Despite these limitations, this QI project proved that simple, cost-effective, and evidence-oriented approaches can close gaps between current and expected performances as defined by standards.

Abbreviations

AIDS:Acquired Immunodeficiency Syndrome
ART:Antiretroviral therapy
CME:Continuous Medical Education
DNA:Deoxyribonucleic acid
EID:Early infant diagnosis
E-MTCT:Elimination of mother to child transmission of HIV
FSGs:Family Support Groups
HAART:Highly active antiretroviral therapy
HEI:HIV exposed infants
HIV:Human immunodeficiency virus
MBCP:Mother-baby care point
PCR:Polymerase chain reaction
PMTCT:Prevention of mother to child transmission of HIV
POC:Point of care
QI:Quality improvement
WHO:World Health Organization
WIT:Work improvement team.

Consent

All participants enrolled in HIV care at Kaabong Hospital gave written informed consent prior to enrollment in HIV care.

Competing Interests

The authors declare no competing interests.

Authors’ Contributions

Jonathan Izudi and Agnes Akot initiated, monitored, and evaluated the QI project.

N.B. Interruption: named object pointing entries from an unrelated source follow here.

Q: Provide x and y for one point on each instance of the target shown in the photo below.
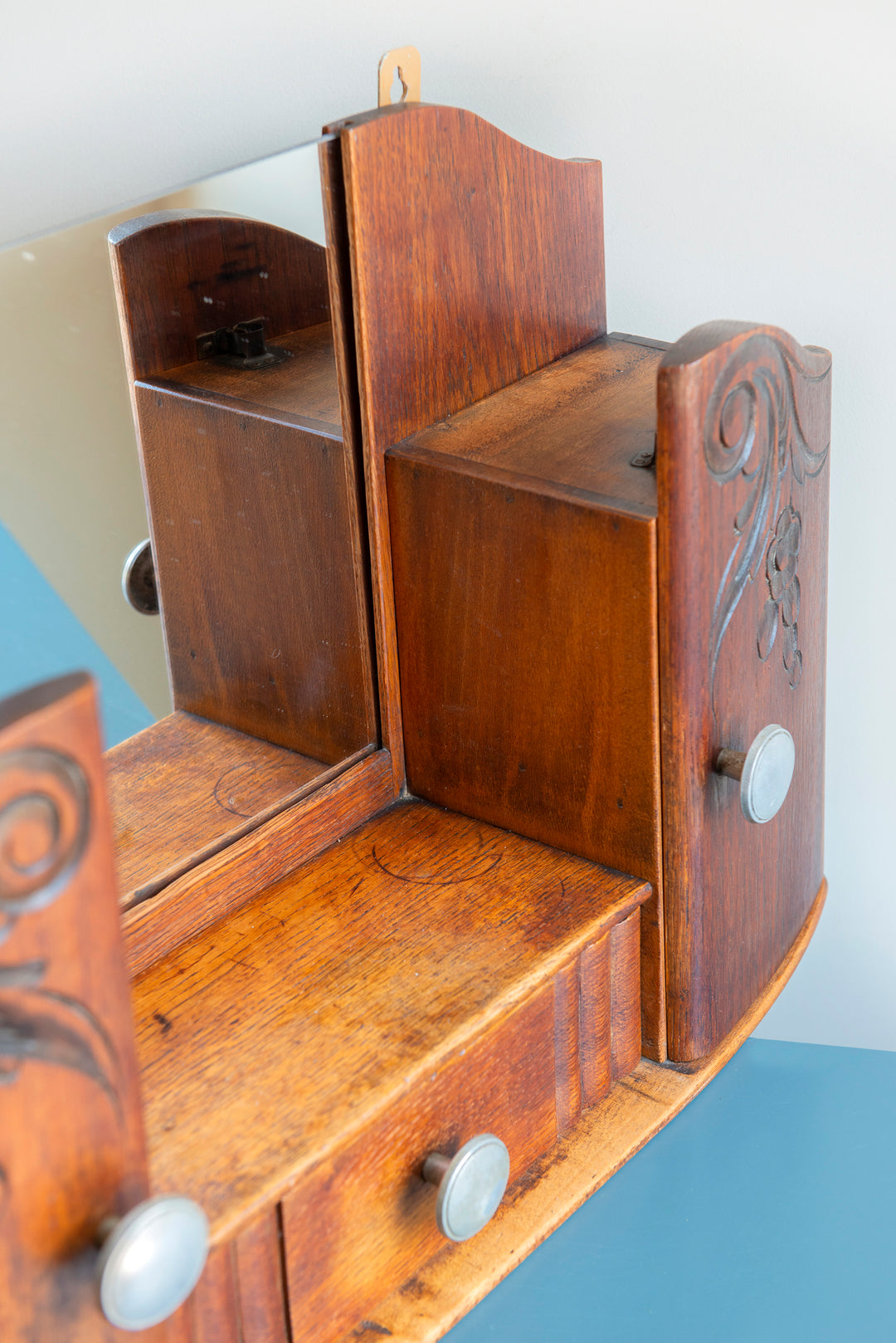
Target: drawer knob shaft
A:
(151, 1260)
(765, 773)
(470, 1184)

Jonathan Izudi, Agnes Akot, Pauline Amuge, Grace Paul Kisitu, and Agnes Akot equally contributed in writing this manuscript. Jonathan Izudi is first author and Agnes Akot, Pauline Amuge, Grace Paul Kisitu, Grace Paul Kisitu, and Adeodata Kekitiinwa are co-authors.

Acknowledgments

The authors recognize the great quality improvement leaderships of Dr. Andrew Katawera and Dr. Calvin Epidu, the regional laboratory quality management support by Solomon Okot Paul, and countless support from Kaabong District Health Office by Dr. Nalibe Shalif.